La vicenda della costruzione della superstrada negli anni Settanta appare emblematica. Concepita inizialmente come un’opera di valenza regionale, nuova grande strada di collegamento da Padova e da Venezia, via Bassano, verso Trento e la Germania, finì per configurarsi come più modesto allacciamento tra i centri pedemontani dell’Alto Vicentino e la Valsugana, imperniato sulla circonvallazione di Bassano. Il ridimensionamento di quelle ambizioni infrastrutturali trova origine nell’impossibilità concreta di proseguire verso sud, verso Padova da un lato e verso Venezia dall’altro, i lavori di costruzione di una infrastruttura viaria che per sua natura richiedeva spazio e terreni liberi. Già all’inizio degli anni settanta lo spazio a sud della città risultava tutto occupato da attività a vario titolo remunerative, dietro le quali stavano interessi capaci di mobilitarsi a propria difesa rendendo di fatto impossibile individuare una soluzione condivisa.

Se non vi fosse stata l’opposizione all’esproprio da parte dei coltivatori di asparagi tra Bassano e Rosà, la costruzione della superstrada avrebbe incontrato ostacoli da parte dei proprietari di case e di capannoni già costruiti o in corso di costruzione, nel mosaico dei diversi tempi di attuazione della pianificazione urbanistica da parte dei singoli Comuni. La crescita a macchia d’olio dell’insediamento aveva ormai da qualche tempo cominciato a rompere ogni distinzione fra città e campagna, innervando il territorio di una rete di strade provinciali, comunali e vicinali che attraversavano i centri storici, si interrompevano in corrispondenza dei passaggi a livello della ferrovia, si incrociavano fra loro con precedenze e semafori rallentando un traffico automobilistico che già allora appariva insostenibile.

Un capoluogo mancato

La responsabilità di tutto questo non era certo dell’amministrazione comunale bassanese, ma di una mancata capacità di coordinare l’uso del territorio a livello sovracomunale, propria di tutta l’area padana e veneta ed emersa in maniera evidente nel Bassanese sin dagli anni Sessanta, quando il tentativo di costruire un piano regolatore intercomunale mostrò tutte le difficoltà e le diffidenze che si opponevano a una soluzione che a prima vista poteva apparire non solo la più logica ma anche la più opportuna. D’altro canto, proprio il timore di favorire un esodo dell’attività edilizia e industriale verso i comuni limitrofi costituì la ragione principale della mancata approvazione del piano regolatore da parte del Comune di Bassano con dieci anni di anticipo rispetto a quando questa divenne possibile. Sta forse qui, nel ritardo con cui la città e la sua amministrazione si posero soltanto alla vigilia degli anni settanta l’obiettivo esplicito di svolgere una funzione di coordinamento per altri Comuni, nei quali lo sviluppo della residenza e dell’industria avrebbe potuto trovare spazio per articolarsi in maniera razionale, l’occasione perduta da Bassano per diventare davvero il centro non solo funzionale ma anche organizzativo e in prospettiva amministrativo di un’area più ampia, per diventare insomma davvero una «città».

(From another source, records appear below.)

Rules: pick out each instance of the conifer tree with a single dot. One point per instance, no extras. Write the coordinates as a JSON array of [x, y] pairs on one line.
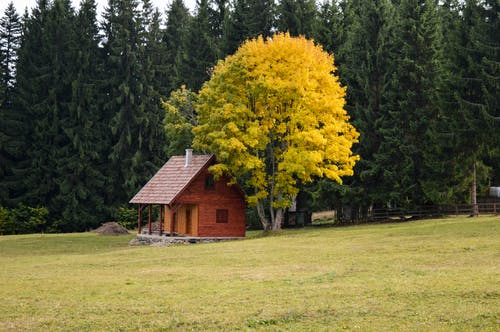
[[367, 55], [175, 41], [412, 104], [248, 19], [328, 29], [82, 184], [297, 17], [201, 53], [12, 139], [133, 156]]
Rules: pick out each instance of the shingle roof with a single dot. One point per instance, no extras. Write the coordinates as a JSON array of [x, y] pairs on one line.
[[171, 180]]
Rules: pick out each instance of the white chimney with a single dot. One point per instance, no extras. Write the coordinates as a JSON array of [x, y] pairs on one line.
[[189, 157]]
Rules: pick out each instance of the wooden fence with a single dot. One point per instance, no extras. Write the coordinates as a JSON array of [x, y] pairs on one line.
[[431, 211]]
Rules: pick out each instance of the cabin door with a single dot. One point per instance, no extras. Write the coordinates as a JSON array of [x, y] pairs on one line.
[[191, 219]]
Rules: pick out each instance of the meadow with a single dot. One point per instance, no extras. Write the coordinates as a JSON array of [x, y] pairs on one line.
[[439, 275]]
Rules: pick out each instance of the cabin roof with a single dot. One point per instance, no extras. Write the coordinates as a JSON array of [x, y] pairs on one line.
[[171, 180]]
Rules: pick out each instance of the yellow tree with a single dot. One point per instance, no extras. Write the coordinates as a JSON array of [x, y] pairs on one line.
[[273, 114]]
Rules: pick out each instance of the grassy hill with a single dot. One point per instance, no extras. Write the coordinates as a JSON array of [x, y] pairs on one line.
[[424, 275]]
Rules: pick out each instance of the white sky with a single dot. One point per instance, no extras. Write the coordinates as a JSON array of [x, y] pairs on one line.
[[22, 4]]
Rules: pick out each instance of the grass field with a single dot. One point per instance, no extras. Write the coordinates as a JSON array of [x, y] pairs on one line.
[[435, 275]]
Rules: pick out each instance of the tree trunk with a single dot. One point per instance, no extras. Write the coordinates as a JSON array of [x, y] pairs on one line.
[[278, 219], [262, 216], [473, 192]]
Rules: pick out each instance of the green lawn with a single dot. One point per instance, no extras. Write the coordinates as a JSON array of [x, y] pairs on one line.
[[437, 275]]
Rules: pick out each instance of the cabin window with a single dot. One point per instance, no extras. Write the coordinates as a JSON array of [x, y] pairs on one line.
[[210, 182], [221, 216]]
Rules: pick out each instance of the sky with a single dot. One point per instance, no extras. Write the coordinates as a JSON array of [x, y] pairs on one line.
[[22, 4]]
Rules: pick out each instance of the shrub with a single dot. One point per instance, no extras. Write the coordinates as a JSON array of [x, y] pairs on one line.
[[126, 217], [23, 220], [7, 224]]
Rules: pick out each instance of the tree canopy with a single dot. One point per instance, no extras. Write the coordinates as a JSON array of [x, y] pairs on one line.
[[273, 114]]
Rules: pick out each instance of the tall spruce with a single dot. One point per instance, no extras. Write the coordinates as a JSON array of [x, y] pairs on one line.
[[132, 156], [412, 104], [248, 19], [44, 92], [328, 29], [366, 71], [175, 39], [80, 199], [12, 138], [201, 53], [469, 122], [297, 17]]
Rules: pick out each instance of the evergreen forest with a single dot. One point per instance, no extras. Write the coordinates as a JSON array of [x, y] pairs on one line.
[[86, 100]]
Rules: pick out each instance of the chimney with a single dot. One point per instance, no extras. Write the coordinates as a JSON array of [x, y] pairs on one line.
[[189, 157]]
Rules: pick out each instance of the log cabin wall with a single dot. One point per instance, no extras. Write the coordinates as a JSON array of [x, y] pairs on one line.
[[208, 201]]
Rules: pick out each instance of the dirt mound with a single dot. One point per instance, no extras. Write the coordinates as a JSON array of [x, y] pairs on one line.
[[111, 228]]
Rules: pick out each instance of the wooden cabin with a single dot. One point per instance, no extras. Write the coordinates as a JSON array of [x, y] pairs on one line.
[[192, 203]]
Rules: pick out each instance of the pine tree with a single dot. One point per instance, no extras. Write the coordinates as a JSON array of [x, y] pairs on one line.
[[328, 29], [81, 180], [366, 72], [12, 139], [297, 17], [412, 104], [175, 41], [201, 52], [133, 156], [248, 19], [468, 126]]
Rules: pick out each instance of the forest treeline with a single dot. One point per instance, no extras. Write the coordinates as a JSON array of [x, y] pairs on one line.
[[83, 126]]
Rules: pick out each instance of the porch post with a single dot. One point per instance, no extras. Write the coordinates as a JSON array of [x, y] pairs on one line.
[[139, 220], [149, 220], [161, 220], [171, 212]]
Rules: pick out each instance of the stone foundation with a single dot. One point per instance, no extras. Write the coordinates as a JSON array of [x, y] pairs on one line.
[[165, 240]]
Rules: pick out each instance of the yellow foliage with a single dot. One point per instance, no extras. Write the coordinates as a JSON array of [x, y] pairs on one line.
[[273, 113]]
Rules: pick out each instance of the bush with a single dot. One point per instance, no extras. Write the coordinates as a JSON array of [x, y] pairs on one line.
[[23, 220], [126, 217], [7, 224]]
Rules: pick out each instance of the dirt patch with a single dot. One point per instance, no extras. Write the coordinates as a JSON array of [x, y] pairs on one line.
[[323, 215], [111, 228]]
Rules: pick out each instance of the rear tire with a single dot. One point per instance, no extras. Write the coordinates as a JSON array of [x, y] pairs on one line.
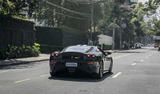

Il tema del rapporto tra Bassano e i comuni limitrofi è rimasto sullo sfondo in questo saggio, che ha privilegiato le vicende dell’economia urbana rispetto al contesto locale. Eppure le considerazioni sin qui proposte indicano proprio nello studio delle dinamiche intercomunali una prospettiva di ricerca capace di offrire risposte meno provvisorie agli interrogativi che riguardano il percorso di sviluppo di un’area che sempre meno, nel corso del secondo novecento, coincide con il comune di Bassano.